The Tax Reform that passed late last year makes some pretty substantial changes to those deductions. First of all, the standard deduction has nearly doubled from $6,350 to $12,000 for individuals and from $12,700 to $24,000 for couples in 2018. However, there are no longer exemptions, and there are some significant changes to itemized deductions. The doubling of the standard deduction most likely will shift many people from itemized to standard deduction.
If you think you are going to fall into the category of no longer itemizing every year, here are a couple things to think about:
- If you are older than 70.5 and have an Individual Retirement Account (IRA), consider doing qualified charitable rollovers to accomplish charitable gifting. Gifts made this way are not included in your gross income but do count toward your required minimum distributions. What you want to avoid for sure is taking money out of your IRA and gifting it to charity. If you do that and no longer itemize, you’ll have to pay tax on the distribution but won’t receive a deduction for the charitable gift.
- Consider bunching qualified itemized deductions, especially charitable gifts. If by doing two or more years’ worth of gifting in one year you would be able to itemize, consider pre-funding a couple years of charitable gifting into a Donor Advised Fund, picking up a higher itemized deduction, and then taking the standard deduction in the off year(s). You also could just make a larger gift to your charities of choice every other year and let the charity know that your larger gift is for the current and next year.

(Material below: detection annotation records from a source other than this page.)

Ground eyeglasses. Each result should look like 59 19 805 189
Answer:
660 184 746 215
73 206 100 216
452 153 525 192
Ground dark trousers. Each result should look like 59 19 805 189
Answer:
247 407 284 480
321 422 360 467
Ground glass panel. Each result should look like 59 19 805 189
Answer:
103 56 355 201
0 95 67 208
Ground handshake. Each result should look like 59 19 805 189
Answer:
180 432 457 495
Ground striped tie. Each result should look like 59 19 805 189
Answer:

Some of the more substantial changes to the itemized deductions include:
- A cap on state and local taxes, including property taxes, at $10,000.

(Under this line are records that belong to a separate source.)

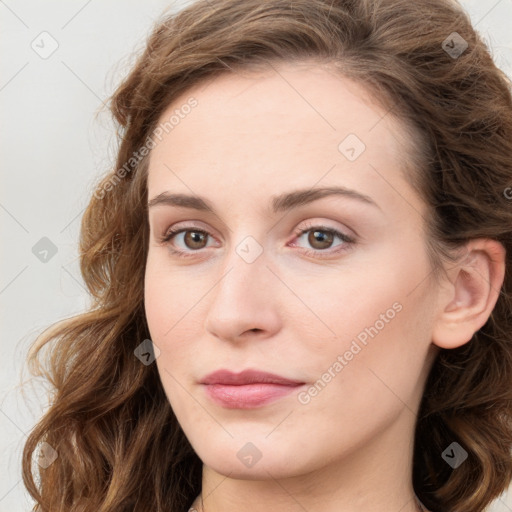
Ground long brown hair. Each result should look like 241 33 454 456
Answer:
23 0 512 512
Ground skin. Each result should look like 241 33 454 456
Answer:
145 62 504 512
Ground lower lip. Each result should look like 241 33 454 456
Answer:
201 383 302 409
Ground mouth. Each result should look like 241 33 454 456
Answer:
201 370 305 409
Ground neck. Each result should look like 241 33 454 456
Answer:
193 411 426 512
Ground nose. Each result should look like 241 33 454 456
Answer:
205 241 282 342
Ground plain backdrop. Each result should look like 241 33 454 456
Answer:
0 0 512 512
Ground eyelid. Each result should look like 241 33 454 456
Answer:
159 220 357 259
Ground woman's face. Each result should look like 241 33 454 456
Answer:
145 64 437 479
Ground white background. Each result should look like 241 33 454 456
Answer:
0 0 512 512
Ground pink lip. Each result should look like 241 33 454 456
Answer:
201 370 304 409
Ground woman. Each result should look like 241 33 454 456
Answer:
24 0 512 512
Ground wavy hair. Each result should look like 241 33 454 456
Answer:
23 0 512 512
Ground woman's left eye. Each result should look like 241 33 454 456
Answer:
288 226 355 257
159 226 355 257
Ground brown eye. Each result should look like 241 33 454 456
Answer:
308 230 334 249
183 231 208 249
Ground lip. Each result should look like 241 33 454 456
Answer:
201 370 305 409
201 369 304 386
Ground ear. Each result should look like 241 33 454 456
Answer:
432 238 506 349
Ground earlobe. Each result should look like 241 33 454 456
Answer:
432 239 506 349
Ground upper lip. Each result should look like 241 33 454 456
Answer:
201 370 304 386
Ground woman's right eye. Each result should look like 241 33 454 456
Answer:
159 228 211 257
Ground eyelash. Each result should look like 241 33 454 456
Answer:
158 224 356 258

- Elimination of the deduction for interest on a home equity line of credit.
- First home mortgage interest limited to interest on acquisition indebtedness of no more than $750,000.

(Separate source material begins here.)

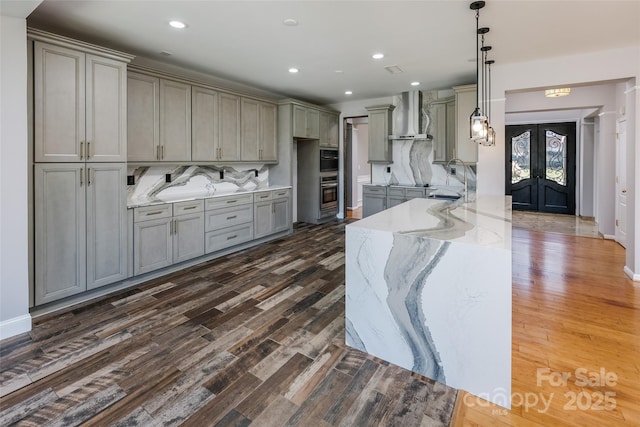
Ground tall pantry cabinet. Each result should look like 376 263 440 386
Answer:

- No more Miscellaneous Itemized Deductions subject to the 2% floor.
- Cash charitable deductions now can be as much as 60% of adjusted gross income, up from 50%.
So, what should you do about these changes? First of all, don’t let taxes dictate your plan and goals to the extent you would or wouldn’t do something but possibly modify how you do it. A few things to consider:
- With state and local tax deductions being capped at $10,000, a state tax deduction or credit becomes even more valuable. In Iowa, there are some great tax credit programs, like Endow Iowa and Student Tuition Organizations. Also, if you are saving for college for kids or grandkids, consider starting a 529 plan, because Iowans receive a state tax deduction for contributions up to $3,319 in 2018 per beneficiary by individual.
- Limit the use of home equity debt if possible.
- Increase the tax leverage of charitable gifts by using appreciated securities or property. While this strategy won’t increase your deduction if you don’t itemize, it can help reduce the amount of gains in your investment portfolio you will pay tax on in the future if done properly.
- Remember, most deductions occur due to spending or giving away assets. For instance, $1 spent on home debt might save you $0.33 in tax, depending on your bracket. So instead of spending money to get a deduction, consider utilizing a savings mechanism that reduces taxes. Increasing your 401(k) contributions or starting an IRA if you qualify allows you to reduce your taxable income and save those assets for your own future use.
As always, these are general ideas, and they may not apply to your unique situation. Discuss these changes with your financial advisor and CPA to determine what changes apply to you and what strategies you should consider.